Calha publicar a carta de Reinaldo Velloso, abaixo, para que o internauta que aqui calhar possa acompanhar um dos lados dessa moeda.

Campinas, 4 de abril de 2007.

Excelentíssimo Senhor Deputado Jonas Donizetti:

ref.: PL 177/2007

Sirvo-me da presente para levar ao conhecimento de Vossa Excelência algumas ponderações acerca do Projeto de Lei supra mencionado:

A elaboração da Lei Estadual 11.331/2002 decorreu de amplos e profundos estudos realizados pela Comissão instituída pelo Decreto nº 45.815, de 23 de maio de 2001, a qual foi instalada junto ao Gabinete do Secretário da Justiça e da Defesa da Cidadania e incluiu representantes da Secretaria da Justiça, da Secretaria da Fazenda, da Assessoria Técnico-Legislativa da Casa Civil, da Procuradoria Geral do Estado e da Carteira de Previdência das Serventias Não Oficializadas do Ipesp. Participaram ainda membros do Poder Judiciário e do Poder Legislativo Estadual, além de representantes das entidades de notários e registradores.

A proposta de Vossa Excelência para alteração da referida lei é baseada na suposta distorção no valor dos emolumentos cobrados. Referida distorção decorreria do grande volume de reclamações feitas pela população de que os preços estão muito caros, especialmente para os mais pobres. Além disso, que a receita teria crescido a uma taxa de 10,06% ao ano superior aos outros segmentos de mercado.

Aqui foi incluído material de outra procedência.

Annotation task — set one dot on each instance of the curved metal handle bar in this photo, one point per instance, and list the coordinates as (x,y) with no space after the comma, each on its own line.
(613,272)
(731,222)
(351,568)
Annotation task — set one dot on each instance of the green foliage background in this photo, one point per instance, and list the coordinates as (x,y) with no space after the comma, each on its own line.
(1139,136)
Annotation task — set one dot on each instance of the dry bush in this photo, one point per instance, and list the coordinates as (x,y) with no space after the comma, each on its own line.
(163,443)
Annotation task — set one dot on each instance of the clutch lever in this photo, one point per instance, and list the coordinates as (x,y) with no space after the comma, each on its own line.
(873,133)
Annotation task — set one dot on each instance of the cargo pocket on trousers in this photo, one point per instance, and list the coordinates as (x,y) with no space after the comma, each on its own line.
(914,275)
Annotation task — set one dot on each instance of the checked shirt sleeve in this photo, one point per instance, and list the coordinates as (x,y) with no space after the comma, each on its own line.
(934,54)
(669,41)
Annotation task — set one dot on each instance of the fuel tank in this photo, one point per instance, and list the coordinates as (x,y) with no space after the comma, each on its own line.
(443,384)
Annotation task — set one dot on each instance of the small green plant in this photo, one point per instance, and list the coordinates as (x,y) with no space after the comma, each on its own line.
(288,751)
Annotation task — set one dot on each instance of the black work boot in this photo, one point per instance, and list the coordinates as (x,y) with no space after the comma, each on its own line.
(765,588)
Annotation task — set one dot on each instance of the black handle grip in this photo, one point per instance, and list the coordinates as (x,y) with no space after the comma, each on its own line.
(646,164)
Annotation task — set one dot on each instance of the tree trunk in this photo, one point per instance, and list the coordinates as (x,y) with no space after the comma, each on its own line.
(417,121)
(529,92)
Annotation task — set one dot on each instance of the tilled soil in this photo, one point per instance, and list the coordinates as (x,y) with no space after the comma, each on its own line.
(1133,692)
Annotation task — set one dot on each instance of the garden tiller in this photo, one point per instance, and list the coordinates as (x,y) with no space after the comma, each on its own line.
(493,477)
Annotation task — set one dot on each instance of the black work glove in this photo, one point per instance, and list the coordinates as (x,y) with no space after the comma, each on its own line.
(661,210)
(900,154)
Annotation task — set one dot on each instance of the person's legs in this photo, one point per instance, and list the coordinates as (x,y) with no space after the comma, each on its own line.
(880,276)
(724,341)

Com o devido respeito a Vossa Excelência, penso que não existe distorção nos valores dos emolumentos.

Apenas a título de comparação, enquanto uma segunda via de certidão de nascimento tem o custo de R$ 17,03 (existindo ainda a gratuidade para as pessoas declaradas pobres) e uma certidão positiva de protesto tem o custo de R$ 6,85, o cidadão paga taxa de R$ 125,23 pela renovação de uma CNH; R$ 21,35 pela segunda via do RG; R$ 124,23 pela renovação do RNE (documento de identidade de estrangeiro); R$ 5,50 para emissão de CPF; e R$ 89,71 por um passaporte.

E mais: para excluir o nome do CCF (cadastro de emitentes de cheque sem fundo), o custo é de R$ 30,82 por cheque (no Banco Bradesco); enquanto o valor total pago no tabelionato de protesto na liquidação de um cheque de R$ 70,00 é de R$ 8,94.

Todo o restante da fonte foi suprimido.